Offense doomed victory


The K-State football team finished its first season back under the helm of head coach Bill Snyder Saturday night in Lincoln, Neb., as the Wildcats closed at 6-6 on the year. Defensively, the Huskers were too much to handle for K-State.

Finishing the game 11-of-31 with 126 yards, senior quarterback Grant Gregory was devastating to watch in the first half as he could not move K-State into the red zone even once. In the second half, the Wildcats made progress but never found the touch to keep a drive alive as they fell to Nebraska 17-3.

In the first half of the matchup, K-State came out and appeared ready to play. The Wildcats pounded the ball down the field 58 yards and finishing the drive with a 44-yard field goal.

But then, it tailed off. Holding Nebraska defensively, the Wildcats continued their onslaught of offensive mistakes, taking themselves out of every chance, position or possibility they got their hands on. In following with last week’s disappointing performance against Missouri, K-State failed to put up a score with anyone but special teams, and went a consecutive nine quarters without any touchdowns to end the season. The last touchdown occurred on Nov. 7 against Kansas when Daniel Thomas took in a five-yard rush.

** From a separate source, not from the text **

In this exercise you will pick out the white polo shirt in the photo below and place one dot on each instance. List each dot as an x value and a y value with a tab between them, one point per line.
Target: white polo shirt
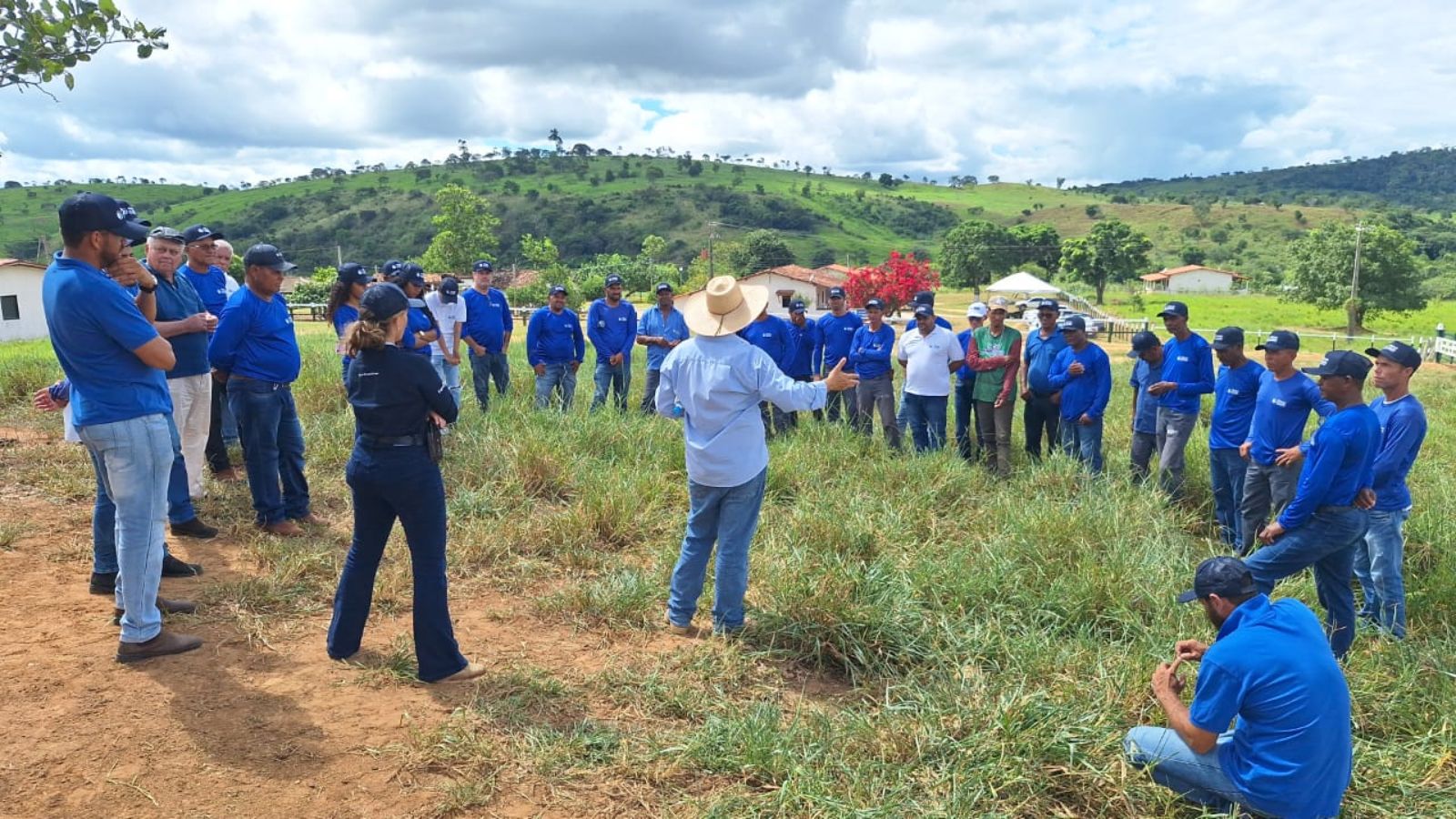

Giving up two missed field goals and a touchdown lost by a fumble inside the 1-yard line, K-State should have trailed 17-16, but instead were down by fourteen points as the third quarter came to a close. For the second game in a row, strangely enough, the K-State offense coughed up its first attempt at a touchdown inside the 1-yard line and could not recover the momentum.

Nebraska put up 10 points in the first half and the Wildcats seemed in full meltdown mode for the continuation of the game. They could not manage to move the ball from the 1-yard line when Nebraska pinned them on a great punt by Alex Henery.

They later lost a full head of steam after Tysyn Hartman pulled in a goal-line interception. K-State could not buy a break. Henery went on to boot a 61-yard punt that rolled out of bounds at the 3-yard line, shutting them down once again.

Nebraska, on the other hand, had an answer for a battered K-State offense at every turn. Although the highly touted Ndamukong Suh had no great punishment to lay down, the defensive line put pressure on Gregory all night and caused him to make plenty of hurried decisions resulting in three-and-outs and an interception late in the second quarter.

Nebraska’s defense, ranked No. 10 in the nation in total defense coming into the Big 12 North title game, outplayed K-State.

K-State closes the season with a .500 record that gives critics the satisfaction they wanted, saying there was nothing impressive in Manhattan this year. Snyder had a different thought on the matter, however, as he promoted the foundation that was laid this year.

“We made mistakes that cost us a very fine opportunity for our program and for our players and for our seniors,” Snyder said. “I was saddened that we couldn’t deliver that opportunity for our seniors. I was proud of our football team for putting themselves in the position they were in this evening. I wanted our seniors to understand that they will always be a part of the foundation.”

Although Nebraska will turn around to face Texas at the Dr Pepper Big 12 Championship game, it seems unlikely the North would come away with a victory in this up and down season. Both K-State and Nebraska finished the game with under 300 total yards of offense, and both have struggled with consistency for the majority of the year.